Critique | Musique

Chronique CD: Robert Glasper Experiment – Black Radio 2

Laurent Hoebrechts
Laurent Hoebrechts Journaliste musique

R’N’B | Après le succès du premier volet, Robert Glasper et son band remettent le couvert. Entre jazz, r’n’b, soul et hip hop, le meilleur de la black music.

Chronique CD: Robert Glasper Experiment - Black Radio 2

Sorti l’an dernier, Black Radio avait placé la barre très haut. Il cachait en effet difficilement ses ambitions: proposer, via le jazz, un résumé des musiques black, ou plus encore les fusionner pour aboutir à la synthèse ultime. Evidemment, la manoeuvre était loin d’être neuve, encore moins révolutionnaire. La soul a toujours lorgné plus ou moins franchement du côté du jazz. Les rapprochements sont encore plus évidents avec le hip hop: des projets Jazzmatazz des années 90 au récent Kamaal/ The Abstract du rappeur Q-Tip en passant par les emprunts de José James…

Il n’en reste pas moins que Black Radio avait visé juste. Essentiellement composé de reprises (parfois aussi décalées que le Smells Like Teen Spirit de Nirvana), l’album réussissait à trouver un élégant terrain d’entente entre jazz, hip hop, soul et r’n’b -il obtiendra d’ailleurs le Grammy du meilleur album dans cette dernière catégorie. A la tête des opérations, Robert Glasper remet aujourd’hui le couvert avec Black Radio 2. Même esprit, même résultat. Ou presque.

Queen Jill

Aux côtés du patron, on retrouve le bassiste Derrick Hodge, Casey Benjamin au synthé et le batteur Mark Colenburg. Glasper alterne, lui, piano et nappes de rhodes. La table est mise, et la liste d’invités claque: Norah Jones, Snoop Dogg, Emeli Sandé… Après la longue introduction, le rappeur Common prend ainsi en main I Stand Alone. Le riff de piano ramène immanquablement au Radio Daze des Roots -un clin d’oeil à un collectif hip hop qui n’est pas le dernier à faire sortir le rap de son ghetto et lui faire goûter à tous les rateliers de la great black music. Le morceau suivant, What Are We Doing, prend une direction plus r’n’b avec la voix de Brandy. Le trait est encore un peu plus appuyé sur Yet To Find, sur lequel vient roucouler Anthony Hamilton. Mais sans jamais perdre de vue l’objectif final, Glasper et ses camarades nuançant les couleurs tout en restant dans la même gamme bleu nuit. A cet égard, Jill Scott est sans doute la plus à l’aise dans ce registre. Sur Calls, elle multiplie les accroches, riant, tonnant, ronronnant, tremblant: impossible de ne pas tomber sous le charme. Ailleurs, Norah Jones apparaît sur le morceau le plus agité du disque, Let It Ride, auquel la batterie de Colenburg file un beat quasi drum’n’bass.

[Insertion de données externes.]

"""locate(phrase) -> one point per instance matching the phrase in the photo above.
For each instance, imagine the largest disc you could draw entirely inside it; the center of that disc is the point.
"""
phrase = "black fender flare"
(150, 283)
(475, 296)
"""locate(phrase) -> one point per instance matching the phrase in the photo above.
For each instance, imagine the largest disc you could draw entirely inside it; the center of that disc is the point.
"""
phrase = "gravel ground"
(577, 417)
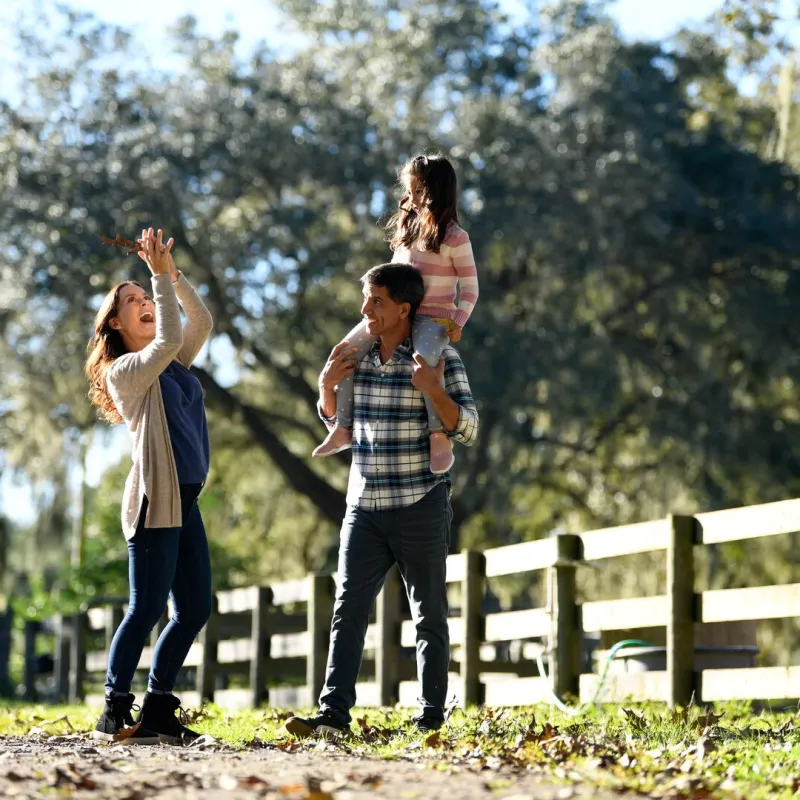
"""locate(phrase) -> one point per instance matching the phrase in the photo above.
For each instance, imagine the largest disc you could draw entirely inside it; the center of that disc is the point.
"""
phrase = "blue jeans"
(163, 562)
(417, 539)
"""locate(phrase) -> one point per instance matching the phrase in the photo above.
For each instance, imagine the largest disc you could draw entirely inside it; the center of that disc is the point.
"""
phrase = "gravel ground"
(74, 766)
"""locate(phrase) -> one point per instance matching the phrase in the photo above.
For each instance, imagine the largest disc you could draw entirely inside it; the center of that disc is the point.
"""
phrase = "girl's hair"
(439, 206)
(105, 347)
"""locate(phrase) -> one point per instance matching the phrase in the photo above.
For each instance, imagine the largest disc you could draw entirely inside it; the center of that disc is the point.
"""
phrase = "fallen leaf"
(204, 741)
(230, 782)
(68, 776)
(65, 719)
(126, 733)
(434, 740)
(371, 781)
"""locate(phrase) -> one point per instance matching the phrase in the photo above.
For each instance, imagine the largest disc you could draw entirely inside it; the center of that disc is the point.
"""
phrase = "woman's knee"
(196, 613)
(144, 616)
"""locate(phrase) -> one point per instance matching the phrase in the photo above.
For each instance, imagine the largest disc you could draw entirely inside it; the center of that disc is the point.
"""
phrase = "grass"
(731, 751)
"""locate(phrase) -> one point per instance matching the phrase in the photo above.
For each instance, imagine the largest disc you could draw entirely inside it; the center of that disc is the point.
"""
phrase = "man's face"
(381, 313)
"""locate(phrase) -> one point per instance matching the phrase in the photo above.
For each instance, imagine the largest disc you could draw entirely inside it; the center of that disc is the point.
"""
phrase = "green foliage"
(633, 351)
(725, 752)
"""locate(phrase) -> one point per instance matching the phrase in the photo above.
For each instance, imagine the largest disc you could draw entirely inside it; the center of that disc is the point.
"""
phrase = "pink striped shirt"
(453, 266)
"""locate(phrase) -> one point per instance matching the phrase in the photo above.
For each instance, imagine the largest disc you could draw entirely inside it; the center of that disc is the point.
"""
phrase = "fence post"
(387, 650)
(565, 633)
(259, 647)
(61, 660)
(6, 633)
(320, 611)
(472, 626)
(77, 656)
(31, 628)
(205, 680)
(680, 599)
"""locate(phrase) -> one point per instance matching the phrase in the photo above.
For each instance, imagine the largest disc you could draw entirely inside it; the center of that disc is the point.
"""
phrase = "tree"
(632, 349)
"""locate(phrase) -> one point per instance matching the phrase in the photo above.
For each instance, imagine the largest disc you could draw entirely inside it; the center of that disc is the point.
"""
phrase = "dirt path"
(76, 767)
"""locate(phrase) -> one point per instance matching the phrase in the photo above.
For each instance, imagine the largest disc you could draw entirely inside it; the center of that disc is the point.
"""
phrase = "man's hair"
(402, 282)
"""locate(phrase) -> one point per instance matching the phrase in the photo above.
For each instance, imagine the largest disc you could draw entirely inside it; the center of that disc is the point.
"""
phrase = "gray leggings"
(429, 338)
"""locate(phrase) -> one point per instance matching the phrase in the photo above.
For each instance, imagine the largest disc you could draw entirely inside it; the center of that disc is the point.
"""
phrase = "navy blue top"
(186, 420)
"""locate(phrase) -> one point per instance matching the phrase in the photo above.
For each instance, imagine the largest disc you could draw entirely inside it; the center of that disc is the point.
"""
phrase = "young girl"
(427, 235)
(138, 371)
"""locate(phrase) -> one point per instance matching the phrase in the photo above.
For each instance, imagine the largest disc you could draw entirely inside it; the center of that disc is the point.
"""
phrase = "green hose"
(574, 712)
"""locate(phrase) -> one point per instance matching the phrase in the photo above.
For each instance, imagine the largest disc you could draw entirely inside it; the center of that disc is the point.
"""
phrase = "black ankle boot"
(159, 714)
(116, 723)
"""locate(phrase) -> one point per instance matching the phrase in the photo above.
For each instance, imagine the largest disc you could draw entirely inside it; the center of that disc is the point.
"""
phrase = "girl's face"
(415, 189)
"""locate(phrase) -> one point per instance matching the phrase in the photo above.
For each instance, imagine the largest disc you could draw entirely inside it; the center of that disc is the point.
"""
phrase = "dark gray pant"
(417, 539)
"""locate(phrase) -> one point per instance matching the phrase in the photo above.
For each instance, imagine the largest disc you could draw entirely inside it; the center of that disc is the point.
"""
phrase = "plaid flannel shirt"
(391, 439)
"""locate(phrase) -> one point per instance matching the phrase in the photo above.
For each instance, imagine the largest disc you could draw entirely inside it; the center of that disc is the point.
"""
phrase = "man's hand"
(427, 379)
(340, 365)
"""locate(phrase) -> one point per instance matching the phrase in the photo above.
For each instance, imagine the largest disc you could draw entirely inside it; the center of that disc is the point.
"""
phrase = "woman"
(138, 370)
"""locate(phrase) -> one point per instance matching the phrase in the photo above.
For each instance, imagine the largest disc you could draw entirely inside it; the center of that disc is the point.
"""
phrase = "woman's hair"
(105, 347)
(439, 206)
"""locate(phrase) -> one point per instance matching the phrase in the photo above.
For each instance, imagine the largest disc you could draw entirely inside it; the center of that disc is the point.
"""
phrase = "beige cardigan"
(133, 384)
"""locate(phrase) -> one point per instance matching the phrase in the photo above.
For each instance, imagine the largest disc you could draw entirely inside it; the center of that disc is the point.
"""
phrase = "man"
(397, 510)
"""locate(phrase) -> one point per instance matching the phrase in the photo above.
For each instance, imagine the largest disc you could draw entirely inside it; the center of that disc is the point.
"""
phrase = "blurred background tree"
(633, 208)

Curieusement, cela ne fait pas davantage sortir Black Radio 2 de ses rails. Même quand Snoop Dogg et Lupe Fiasco se glissent dans la pièce (Persevere), les rappeurs se fondent complètement dans le décor. C’est peut-être bien la limite d’un disque volontiers monochrome. N’empêche: album de r’n’b adulte, il a beau être moins spectaculaire que le premier volet (ou plus subtil, c’est selon), jamais Black Radio 2 ne baisse ses exigences, suite au moins aussi réussie que le premier épisode. Comme quand elle termine par une reprise, blême, du Jesus Children de Stevie Wonder par Lalah Hathaway, la fille du grand Donny étant rejointe par l’acteur Malcolm Jamal-Warner dont le spoken word rend hommage aux petites victimes de la tuerie de Newton de décembre 2012. Poignant.

  • Robert Glasper Experiment, Black Radio 2, distribué par Blue Note.